Charts & Graphs, Visualization

This very simple project uses the 2018 squirrel senses and explore some squirrels activities being recorded outside of the categories that the census provided. The squirrel census is a project focused on the Eastern gray squirrels located in the New York City central park area. The dataset used in this project is by hundreds of volunteers, and the same group did two previous tally once in 2016, and in 2012, and their latest projected was completed in 2020.

A dashboard for based on the 2018 squirrel census

The census has several columns for volunteers to record different activities that the squirrels are engaged in. This include movements like running, chasing, eating, foraging, and the sounds they make, such as kuks, moans, quaas, as well as their body languages, such as tail flags. However, besides these common categories, many volunteers also wrote down other interactions that they seen squirrels engaged in, and they are also very important to looked at. 

Many people used this dataset to produce interesting visualizations. One that I really like is written by the website Again We Wander. They used interactive visualizations and heat maps to show squirrel population and their fur color, and they even incorporated squirrel vocalizations from SoundCloud, which really gives people an idea of what these categories mean. However, even though this project is visually pleasing, it overlooked the many other activities that were being recorded.

Most of these interactions were written down as sentences and notes, so it is important to clean these data first. Open Refine helped to clean this dataset so that it could be imported into Tableau for the visualization steps. After the dataset is being imported, the next step is to group the different activities being recorded by volunteers. This step is really about extracting key words from these descriptions.

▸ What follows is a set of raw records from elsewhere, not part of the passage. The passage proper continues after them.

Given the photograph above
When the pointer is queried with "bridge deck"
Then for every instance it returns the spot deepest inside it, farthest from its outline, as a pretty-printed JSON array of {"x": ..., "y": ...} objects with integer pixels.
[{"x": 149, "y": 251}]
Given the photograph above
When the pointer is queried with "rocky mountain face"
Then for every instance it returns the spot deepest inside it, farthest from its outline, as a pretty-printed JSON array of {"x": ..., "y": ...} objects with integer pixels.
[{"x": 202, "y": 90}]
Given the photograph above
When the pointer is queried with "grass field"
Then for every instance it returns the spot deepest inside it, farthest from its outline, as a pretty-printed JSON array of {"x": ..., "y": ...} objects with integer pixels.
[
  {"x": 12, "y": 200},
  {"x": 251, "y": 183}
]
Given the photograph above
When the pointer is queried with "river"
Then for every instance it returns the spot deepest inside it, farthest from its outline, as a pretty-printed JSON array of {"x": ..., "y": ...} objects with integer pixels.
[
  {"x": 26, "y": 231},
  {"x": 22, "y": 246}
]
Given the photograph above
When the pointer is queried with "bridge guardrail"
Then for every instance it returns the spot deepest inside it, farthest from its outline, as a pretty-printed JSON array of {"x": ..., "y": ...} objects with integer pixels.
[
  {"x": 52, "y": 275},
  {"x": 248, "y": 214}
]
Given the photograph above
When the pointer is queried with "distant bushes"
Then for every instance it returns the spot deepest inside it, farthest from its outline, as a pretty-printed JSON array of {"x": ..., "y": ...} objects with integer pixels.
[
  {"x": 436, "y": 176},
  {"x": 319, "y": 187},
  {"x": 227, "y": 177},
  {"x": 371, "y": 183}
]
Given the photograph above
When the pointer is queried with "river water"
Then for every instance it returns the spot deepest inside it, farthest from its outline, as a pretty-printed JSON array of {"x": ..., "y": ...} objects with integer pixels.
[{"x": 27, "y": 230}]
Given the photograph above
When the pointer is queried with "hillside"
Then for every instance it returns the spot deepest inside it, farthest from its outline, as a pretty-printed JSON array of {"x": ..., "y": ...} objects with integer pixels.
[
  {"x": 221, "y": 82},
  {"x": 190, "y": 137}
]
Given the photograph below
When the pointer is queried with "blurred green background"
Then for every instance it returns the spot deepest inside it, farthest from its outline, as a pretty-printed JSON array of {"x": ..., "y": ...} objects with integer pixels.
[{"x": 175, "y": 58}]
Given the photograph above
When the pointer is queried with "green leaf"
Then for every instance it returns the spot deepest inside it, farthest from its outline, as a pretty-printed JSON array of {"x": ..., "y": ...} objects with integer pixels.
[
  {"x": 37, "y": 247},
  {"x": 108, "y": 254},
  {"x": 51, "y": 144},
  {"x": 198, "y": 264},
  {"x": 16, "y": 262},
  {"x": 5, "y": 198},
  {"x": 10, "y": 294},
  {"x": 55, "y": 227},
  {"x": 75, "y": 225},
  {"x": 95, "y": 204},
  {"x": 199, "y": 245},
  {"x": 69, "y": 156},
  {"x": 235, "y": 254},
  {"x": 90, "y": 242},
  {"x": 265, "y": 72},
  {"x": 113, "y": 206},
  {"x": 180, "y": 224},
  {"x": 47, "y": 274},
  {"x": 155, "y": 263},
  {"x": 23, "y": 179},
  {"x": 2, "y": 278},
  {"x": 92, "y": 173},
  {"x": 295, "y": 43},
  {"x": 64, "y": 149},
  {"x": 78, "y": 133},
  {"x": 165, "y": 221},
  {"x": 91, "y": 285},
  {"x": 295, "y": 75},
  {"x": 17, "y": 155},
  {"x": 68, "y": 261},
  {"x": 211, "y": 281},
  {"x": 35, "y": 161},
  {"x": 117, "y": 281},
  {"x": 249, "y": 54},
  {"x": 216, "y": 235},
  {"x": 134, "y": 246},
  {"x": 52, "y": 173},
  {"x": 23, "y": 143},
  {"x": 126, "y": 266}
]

To do this, one needs to lick on the right side arrow of the category and select group, then follow the prompts to group the rows into desired categories. It is clear that many of these recorded ones can be grouped into the same categories as the ones provided, but most of them are separate because they don’t quite fit with the existing ones. For example, for Chasing, the dataset’s description is “squirrel was seen chasing another squirrel,” however, many of them were being chased, chasing each other, chasing birds or other animals besides squirrels. Many new interactions emerged as well, such as the action “chilling,” or “grooming,” as well as “playing.” One interesting description are interactions involving dogs, such as running away from dogs or trying to hide from dogs. Even though generally these actions can be grouped into running or runs from, volunteers still decided to point them out separately, probably because they see dogs out an unnatural factor that are influencing squirrels’ actions.

After grouping these extra description, a bar chart was being created to show the total number of these activities across the data collection period, which is from October 6 to October 20. This was done by using the grouped column on the x-axis and the count for squirrels int he y-axis, then color it by different interaction categories and label them. Since there are many categories, bar chart is a very direct way of show the number of squirrels engaged in these activities. A map of the central park area was also being created to show where these squirrels are, so that the readers can see them more directly. For the map, longitude is used for the column bar and latitude for the rows.

This is an attempt to categorize qualitative data in a quantitive way without any coding. The grouping process was mostly just by extracting key words from the notes volunteers wrote, which means that many activities are too vague to be grouped. For examples, some descriptions are just “nuts” or “acorn,” and even “quiet” and “quietly,” which makes it impossible to identify which interaction they are engaged in. During the process, many arbitrary decisions were being made, since a sentence could contain two or more verbs, and it is up to the person who is going through them to categorize them into one column or another. This is definitely a big problem, since different people can interpret the data in different ways, thus lead to different results. 

Another issue is that there are too many categories, which results in many colors. The graphs could be distracting or hard to read for people, especially the dotted map. The map’s coordinate also has problem, and was not fixed so that the coordinates would show up on the actual New York City map. 

In the future, it is important to analyze these data more so that a story could emerge from these data. Right now these visualizations are really just to show the numbers and locations, and people can’t learn too many about the life of these squirrels. It is important to think about how to turn these interactions and group them in a way so that people would be more interested in.